Ses aracılığıyla yayılan titreşimler ruh durumlarının simgeleridir ve yazılı sözcükler sesle yayılan sözcüklerin simgeleridir. Bu anlamda dil, insan zihninin aynası, düşünmenin dışa vurumu ve biçimlendirici organıdır…
— Aristoteles
Merhaba
Sözcüklerin kullanımlarını ve kullanım amaçlarını hiç düşündünüz mü? Çoğu zaman sözcüklerin yetersizliği ve kötü kullanımıyla iletişimin güçleştiği zamanlar yaşıyorsunuzdur. İşte böyle zamanlarda merkezde kalarak dil, düşünce ve varlık bilgisine güvendiğiniz “Kendini Bilen” geliştiricilerin dost kitaplarına danışmak yerinde olacaktır. 17. yüzyıldan seslenen ustaların bir araya getirildiği John Locke ve G. Berkeley’de Dil, Düşünce ve Varlık İlişkisi adlı eser yolunuza ışık tutacaktır. İletişim aracı olan sözcükleri yeniden gözden geçirelim. Ve düşüncelerin ifade biçimi olan dili nasıl kullanacağımızı birlikte öğrenelim.

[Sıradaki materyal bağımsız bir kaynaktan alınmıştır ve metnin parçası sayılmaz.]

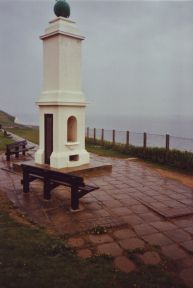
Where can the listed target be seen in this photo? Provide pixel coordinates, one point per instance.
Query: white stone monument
(61, 103)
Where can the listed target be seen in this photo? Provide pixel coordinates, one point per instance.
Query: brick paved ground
(139, 205)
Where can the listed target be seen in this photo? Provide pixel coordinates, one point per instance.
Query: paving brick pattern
(132, 200)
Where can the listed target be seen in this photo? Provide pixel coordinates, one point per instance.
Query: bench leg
(74, 198)
(47, 194)
(25, 181)
(23, 153)
(8, 157)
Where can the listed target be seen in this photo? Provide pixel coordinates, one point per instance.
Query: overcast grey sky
(137, 56)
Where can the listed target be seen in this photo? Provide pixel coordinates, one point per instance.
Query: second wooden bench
(52, 179)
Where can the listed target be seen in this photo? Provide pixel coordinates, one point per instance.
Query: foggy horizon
(137, 58)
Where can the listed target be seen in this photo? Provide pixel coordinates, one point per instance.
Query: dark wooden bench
(16, 148)
(52, 179)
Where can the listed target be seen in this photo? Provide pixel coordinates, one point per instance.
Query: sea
(179, 128)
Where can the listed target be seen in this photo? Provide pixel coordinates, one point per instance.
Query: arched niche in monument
(72, 129)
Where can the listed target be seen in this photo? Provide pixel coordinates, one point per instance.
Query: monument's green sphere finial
(62, 8)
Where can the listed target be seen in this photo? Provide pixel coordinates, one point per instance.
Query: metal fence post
(94, 135)
(167, 143)
(144, 140)
(127, 138)
(113, 137)
(102, 136)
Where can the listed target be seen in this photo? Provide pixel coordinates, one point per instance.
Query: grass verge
(4, 141)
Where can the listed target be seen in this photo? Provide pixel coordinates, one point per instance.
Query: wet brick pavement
(131, 200)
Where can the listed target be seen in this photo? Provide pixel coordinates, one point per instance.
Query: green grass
(31, 134)
(6, 119)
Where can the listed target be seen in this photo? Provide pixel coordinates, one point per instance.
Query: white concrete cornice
(64, 104)
(62, 26)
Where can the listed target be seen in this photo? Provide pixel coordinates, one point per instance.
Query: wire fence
(141, 139)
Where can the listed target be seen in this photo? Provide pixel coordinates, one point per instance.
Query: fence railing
(140, 139)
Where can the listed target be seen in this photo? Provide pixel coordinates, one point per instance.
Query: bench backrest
(70, 179)
(16, 146)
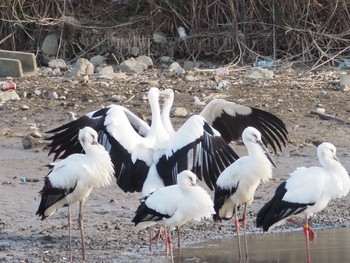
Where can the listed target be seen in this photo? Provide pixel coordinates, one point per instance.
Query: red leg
(80, 222)
(244, 221)
(150, 240)
(69, 224)
(237, 231)
(309, 235)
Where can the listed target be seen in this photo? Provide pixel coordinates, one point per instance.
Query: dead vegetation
(313, 32)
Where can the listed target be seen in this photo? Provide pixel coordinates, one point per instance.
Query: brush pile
(307, 32)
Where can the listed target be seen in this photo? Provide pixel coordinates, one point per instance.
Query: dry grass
(312, 32)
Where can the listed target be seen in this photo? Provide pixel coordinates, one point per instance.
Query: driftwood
(325, 116)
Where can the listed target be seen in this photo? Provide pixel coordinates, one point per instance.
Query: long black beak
(267, 154)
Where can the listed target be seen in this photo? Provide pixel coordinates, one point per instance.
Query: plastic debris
(345, 64)
(223, 71)
(221, 85)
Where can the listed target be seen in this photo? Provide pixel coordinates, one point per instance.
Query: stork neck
(165, 115)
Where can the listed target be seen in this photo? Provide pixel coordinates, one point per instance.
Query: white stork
(237, 184)
(199, 145)
(306, 192)
(174, 205)
(72, 179)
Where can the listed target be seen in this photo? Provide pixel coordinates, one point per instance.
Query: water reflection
(331, 245)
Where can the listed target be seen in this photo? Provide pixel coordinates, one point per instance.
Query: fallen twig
(325, 116)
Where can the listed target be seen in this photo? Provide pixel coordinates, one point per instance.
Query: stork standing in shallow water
(306, 192)
(237, 184)
(174, 205)
(72, 179)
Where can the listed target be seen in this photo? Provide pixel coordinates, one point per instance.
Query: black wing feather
(276, 209)
(51, 195)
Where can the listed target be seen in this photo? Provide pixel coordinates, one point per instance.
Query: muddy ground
(110, 236)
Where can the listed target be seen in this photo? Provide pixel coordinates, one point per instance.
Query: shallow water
(331, 245)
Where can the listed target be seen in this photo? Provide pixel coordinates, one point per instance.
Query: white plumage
(72, 179)
(306, 192)
(237, 184)
(174, 205)
(199, 145)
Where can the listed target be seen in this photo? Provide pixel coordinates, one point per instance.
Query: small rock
(120, 75)
(174, 67)
(179, 112)
(24, 107)
(259, 73)
(189, 65)
(159, 38)
(52, 96)
(50, 45)
(197, 102)
(344, 84)
(321, 110)
(9, 95)
(191, 78)
(145, 60)
(36, 134)
(104, 84)
(117, 98)
(58, 63)
(98, 60)
(165, 59)
(134, 51)
(37, 92)
(29, 142)
(82, 67)
(132, 66)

Locke‘a göre Tanrı insanı toplumsal bir varlık olarak yaratmış, ona hem kendi türünden varlıklarla yaşama eğilimi vermiş hem de toplumun en güçlü aracı ve ortak bağı olarak dili vermiştir. Dil sözcüklerden oluşur ve sözcükler ( kelimeler) tasarımlarımızın (düşüncelerimizin) birer işareti ve ifade edilmiş biçimleridir. İnsanlar doğaları itibariyle sözcük adını verdiğimiz bu sesleri çıkaracak yapıdadır. Sözcükler düşüncelerin anlamlı bir şekilde ifade edilmelerine yaramaktadırlar. Hemen belirtmeliyim ki sözcükler anlamsız olarak da kullanılabilmektedir.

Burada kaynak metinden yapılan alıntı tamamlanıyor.